By Jack Dignan
When the trailers started dropping for First Man, a lot of people on the internet started jokingly asking “where’s the jazz?” Given that director Damien Chazelle’s first three films, Guy and Madeline on a Park Bench, Whiplash and almost best picture winner La La Land, all revolved around music and the arts, it wasn’t too much of a stretch to ask. Well, I have good news for you, folks. There’s a scene in First Man during which Ryan Gosling’s Neil Armstrong and Corey Stoll’s Buzz Aldrin listen to a jazz cassette cape on the way to the moon. This is not a joke. And I really hope the internet isn’t disappointed.
We all know the story of Neil Armstrong’s remarkable achievement. He was, as the title aptly insinuates, the first man to walk on the moon. But how did mankind achieve such an astonishing feat? And after how many lives lost do we insist that enough is enough? You may know the story, but you don’t know the real story, and that’s what First Man has to offer. This is a grounded (I guess not technically?), personal story of the cost of dreams, one that tells Armstrong and NASA’s mission from a unique perspective that you’re unlikely to get from anywhere else, and despite my initial skepticism, this film absolutely won me over.
It’s easy to get lost in the grandeur and spectacle of an event such as this one, choosing patriotism over intimacy, but Academy Award winning writer Josh Singer (Spotlight, The Post) never does that. He puts character in the forefront, telling a unique and moving story of a grieving father who had to travel all the way to space just to accept his loses in life. You’re probably going to cry. Gosling’s take on Armstrong is a career high. There’s so much nuance and internalization to the way he explores Neil’s inner turmoil, but as an audience member we feel everything. It feels very akin to some of Gosling’s previous performances, particularly the latest Blade Runner, and yet he still manages to make it a league of his own.
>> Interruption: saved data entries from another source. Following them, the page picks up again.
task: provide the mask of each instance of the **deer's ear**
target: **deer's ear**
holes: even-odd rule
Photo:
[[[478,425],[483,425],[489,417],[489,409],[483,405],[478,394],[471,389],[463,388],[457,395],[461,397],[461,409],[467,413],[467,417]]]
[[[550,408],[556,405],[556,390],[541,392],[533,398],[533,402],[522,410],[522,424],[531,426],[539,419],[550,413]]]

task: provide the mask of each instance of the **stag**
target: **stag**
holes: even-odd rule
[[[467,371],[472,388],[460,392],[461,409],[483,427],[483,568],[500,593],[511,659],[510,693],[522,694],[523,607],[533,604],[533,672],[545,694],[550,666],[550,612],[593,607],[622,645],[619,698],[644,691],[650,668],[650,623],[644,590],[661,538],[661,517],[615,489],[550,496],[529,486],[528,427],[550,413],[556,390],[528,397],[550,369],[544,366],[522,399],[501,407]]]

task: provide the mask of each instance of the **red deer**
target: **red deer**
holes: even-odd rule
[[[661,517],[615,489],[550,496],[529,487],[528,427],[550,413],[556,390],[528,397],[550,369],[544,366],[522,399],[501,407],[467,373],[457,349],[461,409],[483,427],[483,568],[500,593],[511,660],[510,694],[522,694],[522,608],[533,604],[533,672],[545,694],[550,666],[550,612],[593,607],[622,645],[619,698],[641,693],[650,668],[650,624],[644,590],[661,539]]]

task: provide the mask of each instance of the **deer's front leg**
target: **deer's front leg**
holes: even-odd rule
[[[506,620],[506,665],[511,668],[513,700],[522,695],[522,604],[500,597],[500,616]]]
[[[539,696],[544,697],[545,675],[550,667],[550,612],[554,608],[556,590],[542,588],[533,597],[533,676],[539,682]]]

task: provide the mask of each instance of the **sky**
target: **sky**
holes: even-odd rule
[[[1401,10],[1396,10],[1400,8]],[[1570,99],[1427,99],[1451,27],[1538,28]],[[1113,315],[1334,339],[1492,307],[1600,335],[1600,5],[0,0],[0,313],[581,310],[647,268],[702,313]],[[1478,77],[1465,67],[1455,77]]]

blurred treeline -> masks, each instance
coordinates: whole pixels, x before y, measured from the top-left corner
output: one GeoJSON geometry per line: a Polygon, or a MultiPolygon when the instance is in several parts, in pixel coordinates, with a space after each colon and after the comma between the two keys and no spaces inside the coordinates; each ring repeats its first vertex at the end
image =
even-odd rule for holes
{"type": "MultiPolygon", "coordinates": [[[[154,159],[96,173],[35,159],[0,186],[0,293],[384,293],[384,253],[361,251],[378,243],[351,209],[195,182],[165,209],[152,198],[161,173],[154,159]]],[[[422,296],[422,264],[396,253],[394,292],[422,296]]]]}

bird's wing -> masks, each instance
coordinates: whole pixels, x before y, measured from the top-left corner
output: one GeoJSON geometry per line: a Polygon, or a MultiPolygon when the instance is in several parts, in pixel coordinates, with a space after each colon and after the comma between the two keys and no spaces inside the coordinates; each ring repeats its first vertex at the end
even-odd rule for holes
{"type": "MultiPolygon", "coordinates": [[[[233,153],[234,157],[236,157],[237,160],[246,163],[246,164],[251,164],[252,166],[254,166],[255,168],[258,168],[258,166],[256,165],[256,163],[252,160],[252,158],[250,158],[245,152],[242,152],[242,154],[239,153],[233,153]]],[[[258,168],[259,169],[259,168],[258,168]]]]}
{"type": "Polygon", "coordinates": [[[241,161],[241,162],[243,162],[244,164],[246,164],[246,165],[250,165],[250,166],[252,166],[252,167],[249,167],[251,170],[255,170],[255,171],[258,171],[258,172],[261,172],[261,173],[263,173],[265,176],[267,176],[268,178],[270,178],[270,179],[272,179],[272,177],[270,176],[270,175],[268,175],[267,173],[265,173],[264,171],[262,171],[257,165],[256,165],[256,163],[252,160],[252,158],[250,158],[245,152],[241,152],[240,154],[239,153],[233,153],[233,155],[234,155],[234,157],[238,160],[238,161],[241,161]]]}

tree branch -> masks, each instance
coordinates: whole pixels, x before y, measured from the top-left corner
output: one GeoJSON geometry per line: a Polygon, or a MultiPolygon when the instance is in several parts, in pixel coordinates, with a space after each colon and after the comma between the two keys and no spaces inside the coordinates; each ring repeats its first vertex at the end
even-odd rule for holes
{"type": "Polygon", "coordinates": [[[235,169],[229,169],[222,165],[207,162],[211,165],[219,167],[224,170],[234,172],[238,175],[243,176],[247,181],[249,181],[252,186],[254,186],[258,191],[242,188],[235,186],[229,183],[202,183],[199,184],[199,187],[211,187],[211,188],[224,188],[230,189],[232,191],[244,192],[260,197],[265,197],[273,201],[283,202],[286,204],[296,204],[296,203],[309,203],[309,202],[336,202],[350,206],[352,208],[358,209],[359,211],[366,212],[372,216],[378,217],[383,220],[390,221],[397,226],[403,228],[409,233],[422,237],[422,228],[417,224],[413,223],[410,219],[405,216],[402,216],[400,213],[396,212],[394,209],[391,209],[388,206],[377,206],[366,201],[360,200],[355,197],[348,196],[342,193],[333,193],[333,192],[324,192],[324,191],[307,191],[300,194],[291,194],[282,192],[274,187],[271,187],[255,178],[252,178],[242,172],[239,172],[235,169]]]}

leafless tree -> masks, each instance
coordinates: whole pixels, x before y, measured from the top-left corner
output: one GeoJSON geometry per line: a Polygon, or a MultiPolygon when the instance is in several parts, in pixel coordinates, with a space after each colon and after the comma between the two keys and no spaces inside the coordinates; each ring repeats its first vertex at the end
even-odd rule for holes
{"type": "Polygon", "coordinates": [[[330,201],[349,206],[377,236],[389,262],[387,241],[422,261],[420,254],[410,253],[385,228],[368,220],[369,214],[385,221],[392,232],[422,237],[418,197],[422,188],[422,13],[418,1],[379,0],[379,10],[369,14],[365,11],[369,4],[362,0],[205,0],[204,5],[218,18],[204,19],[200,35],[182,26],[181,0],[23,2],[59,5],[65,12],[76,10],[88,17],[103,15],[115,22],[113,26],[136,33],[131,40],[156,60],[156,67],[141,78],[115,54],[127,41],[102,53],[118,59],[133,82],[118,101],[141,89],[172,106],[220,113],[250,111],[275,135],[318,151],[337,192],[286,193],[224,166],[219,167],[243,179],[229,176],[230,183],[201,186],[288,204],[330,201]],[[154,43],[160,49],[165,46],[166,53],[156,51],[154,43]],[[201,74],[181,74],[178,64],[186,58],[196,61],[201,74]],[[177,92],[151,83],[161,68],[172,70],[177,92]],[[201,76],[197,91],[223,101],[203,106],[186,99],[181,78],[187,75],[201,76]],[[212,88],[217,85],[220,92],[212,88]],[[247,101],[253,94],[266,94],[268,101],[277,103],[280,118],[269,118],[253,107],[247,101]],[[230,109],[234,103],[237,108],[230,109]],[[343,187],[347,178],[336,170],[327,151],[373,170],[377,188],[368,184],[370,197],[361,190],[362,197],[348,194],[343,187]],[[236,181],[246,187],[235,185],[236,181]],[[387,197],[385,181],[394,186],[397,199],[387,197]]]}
But we couldn’t have this story with Claire Foy’s utterly remarkable performance as Janet Armstrong. She’s a woman after a simple life, who just so happened to marry a man who ensures it’s anything but, and the film thrives on the importance of this. Normality is dull. Live a life nobody else can dream of, but one the whole world can celebrate. Foy’s brilliance is the heart and soul of this movie, and in a story brimming with testosterone, she’s always able to bring their egos back down to the ground and make them realise just how ridiculous they’re being. Some of her sub-plots do feel a little tedious, but it all plays into the overarching grief complex that’s being explored here, and the final moments of the film serve as the ultimate payoff.
Just speaking from a technical level, there’s nothing out there this year that even comes close. Cinematographer Linus Sandgren’s over-reliance of shaky cam may not sit well with all viewers, but for me it was perfect, especially during the more tense and nauseating sequences. Sandgren ensures you feel every jolt of the ship and every flicker on the controls. But it’s not just the camera’s movements that make this film as impressive as it is; it’s pretty much everything. Costuming, set designs, sound editing and score are all an unbridled success. First Man is such an immersive, powerful biopic, and it’s the technical side of things that really make it so. Expect it to win a bunch of technical Oscars (during commercial breaks apparently, much to my frustration) come February.
First Man may not be able to reach beyond the extraordinarily high bar set by Whiplash and La La Land, but this film is an entirely different beast, and one that could’ve only been created from a master of his craft. Chazelle, the youngest person to ever win ‘Best Director’ at the Oscars, continues to astound. This movie is remarkable achievement. And while I can’t personally speak on how this film plays in IMAX, as unfortunately I’m yet to experience it, there’s no way a film like this isn’t going to benefit from the format. This is a film you need to see on the biggest screen possible, and one I’m definitely going to experience again.